La hausse des rendements et du pétrole reste au coeur des préoccupations
Les contrats à terme sur les principaux indices de la Bourse de New York reculent mardi en préouverture, tandis que les rendements obligataires bondissent, pesant sur le segment technologique. Les investisseurs surveillent également la forte hausse des cours du pétrole, alimentée par les tensions géopolitiques au Moyen-Orient.
A 12h25, le contrat à terme sur l’indice Dow Jones (DJIA) cédait 0,8%, à 35.516 points, tandis que celui sur l’indice élargi S&P 500 reculait de 1,2%, à 4.599,75 points. Dans le même temps, le contrat sur le Nasdaq 100, riche en valeurs technologiques, abandonnait 1,8%, à 15.314 points.
La Bourse de New York est restée fermée lundi en raison d’un jour férié aux Etats-Unis.
Sur le marché obligataire, le taux du titre du Trésor américain à dix ans gagne plus de 2 points de base, à 1,815%, après être monté jusqu'à 1,834% mardi, soit son plus haut niveau depuis deux ans. Le taux du titre à deux ans bondit de 8 points de base, à 1,042%.
Quelle trajectoire pour la Fed ?
« Les contrats à terme sur les marchés d’actions s’installent dans le rouge pendant que les rendements obligataires s’envolent, les investisseurs se préparant à quatre relèvements de ses taux par la Réserve fédérale cette année pour maîtriser l’inflation », indique Lukman Otunuga, analyste de la maison de courtage FXTM.
« Le marché continue d’essayer de s’adapter aux futurs relèvements des taux.
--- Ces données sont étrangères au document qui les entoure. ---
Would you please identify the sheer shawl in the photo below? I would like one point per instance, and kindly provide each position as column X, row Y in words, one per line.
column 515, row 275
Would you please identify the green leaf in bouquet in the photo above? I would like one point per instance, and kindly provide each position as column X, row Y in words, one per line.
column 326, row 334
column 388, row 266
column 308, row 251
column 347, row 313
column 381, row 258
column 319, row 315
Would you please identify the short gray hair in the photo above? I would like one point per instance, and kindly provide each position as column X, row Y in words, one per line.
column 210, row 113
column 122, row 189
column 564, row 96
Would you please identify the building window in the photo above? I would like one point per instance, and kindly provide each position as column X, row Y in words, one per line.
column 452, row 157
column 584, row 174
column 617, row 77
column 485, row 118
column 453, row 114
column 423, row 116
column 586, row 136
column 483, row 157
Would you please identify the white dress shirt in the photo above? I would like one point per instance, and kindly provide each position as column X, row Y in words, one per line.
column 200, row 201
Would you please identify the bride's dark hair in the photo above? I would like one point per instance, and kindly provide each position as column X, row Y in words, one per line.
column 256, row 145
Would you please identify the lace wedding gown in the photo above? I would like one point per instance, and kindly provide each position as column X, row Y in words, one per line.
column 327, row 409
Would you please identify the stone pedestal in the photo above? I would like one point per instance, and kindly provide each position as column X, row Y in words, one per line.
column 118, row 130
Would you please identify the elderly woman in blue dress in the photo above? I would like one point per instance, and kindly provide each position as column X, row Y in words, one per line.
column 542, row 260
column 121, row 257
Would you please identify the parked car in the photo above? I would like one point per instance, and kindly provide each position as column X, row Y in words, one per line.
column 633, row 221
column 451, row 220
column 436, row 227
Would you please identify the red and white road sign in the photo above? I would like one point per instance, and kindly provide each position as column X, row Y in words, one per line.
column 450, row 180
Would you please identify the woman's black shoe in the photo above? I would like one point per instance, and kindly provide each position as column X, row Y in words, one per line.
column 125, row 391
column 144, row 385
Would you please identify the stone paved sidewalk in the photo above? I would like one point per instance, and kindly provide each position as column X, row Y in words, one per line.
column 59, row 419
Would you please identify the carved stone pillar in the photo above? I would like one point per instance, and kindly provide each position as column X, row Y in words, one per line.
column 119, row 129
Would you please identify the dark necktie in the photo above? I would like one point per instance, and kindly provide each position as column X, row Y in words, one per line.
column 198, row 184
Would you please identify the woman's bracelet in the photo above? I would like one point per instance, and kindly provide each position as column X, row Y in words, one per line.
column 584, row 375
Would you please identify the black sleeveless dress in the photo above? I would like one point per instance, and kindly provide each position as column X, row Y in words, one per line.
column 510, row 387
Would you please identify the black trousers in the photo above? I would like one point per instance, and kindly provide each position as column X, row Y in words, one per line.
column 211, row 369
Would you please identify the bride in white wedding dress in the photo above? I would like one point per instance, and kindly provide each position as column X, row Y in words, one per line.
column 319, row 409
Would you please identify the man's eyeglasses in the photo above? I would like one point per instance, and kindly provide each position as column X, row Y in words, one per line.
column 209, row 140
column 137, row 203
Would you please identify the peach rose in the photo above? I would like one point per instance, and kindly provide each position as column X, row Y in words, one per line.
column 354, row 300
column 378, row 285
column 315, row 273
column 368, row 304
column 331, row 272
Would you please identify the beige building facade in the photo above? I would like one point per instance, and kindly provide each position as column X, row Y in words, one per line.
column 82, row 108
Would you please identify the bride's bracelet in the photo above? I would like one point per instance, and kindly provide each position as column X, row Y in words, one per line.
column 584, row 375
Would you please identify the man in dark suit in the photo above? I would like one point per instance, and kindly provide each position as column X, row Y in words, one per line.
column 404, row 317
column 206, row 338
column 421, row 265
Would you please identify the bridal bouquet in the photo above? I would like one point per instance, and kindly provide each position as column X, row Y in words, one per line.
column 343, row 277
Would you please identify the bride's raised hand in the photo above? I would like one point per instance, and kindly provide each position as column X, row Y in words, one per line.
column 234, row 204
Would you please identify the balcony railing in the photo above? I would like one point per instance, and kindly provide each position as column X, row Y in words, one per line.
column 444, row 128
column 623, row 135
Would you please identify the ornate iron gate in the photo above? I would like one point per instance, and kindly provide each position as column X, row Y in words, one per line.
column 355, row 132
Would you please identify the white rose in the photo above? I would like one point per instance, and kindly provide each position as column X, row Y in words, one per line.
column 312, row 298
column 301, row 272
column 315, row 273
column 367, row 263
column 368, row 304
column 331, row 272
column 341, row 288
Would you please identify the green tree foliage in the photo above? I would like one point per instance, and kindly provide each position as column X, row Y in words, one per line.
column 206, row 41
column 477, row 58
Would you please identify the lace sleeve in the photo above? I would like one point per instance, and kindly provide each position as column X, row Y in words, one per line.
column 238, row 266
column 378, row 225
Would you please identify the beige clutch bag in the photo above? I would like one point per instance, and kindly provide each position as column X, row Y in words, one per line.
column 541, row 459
En octobre, le marché s’attendait à seulement une hausse en 2022, et maintenant il en anticipe quatre », souligne Edward Park, responsable des investissements à Brooks Macdonald. « Cela témoigne du degré d’incertitude qui règne actuellement sur le marché au sujet de la trajectoire de la politique de la Fed », ajoute-t-il.
Les cours du pétrole s’inscrivent en forte hausse mardi, alors que les inquiétudes d’ordre géopolitique s’ajoutent aux tensions sur l’offre de brut. Les rebelles yéménites Houthis ont revendiqué les attaques aériennes perpétrées lundi dans les Emirats arabes unis. Le contrat de février sur le brut coté au Nymex gagne 1,7%, à 85,28 dollars le baril. Si le contrat termine la séance au-dessus de 84,65 dollars le baril, il s’agira de son plus haut niveau en clôture depuis octobre 2014.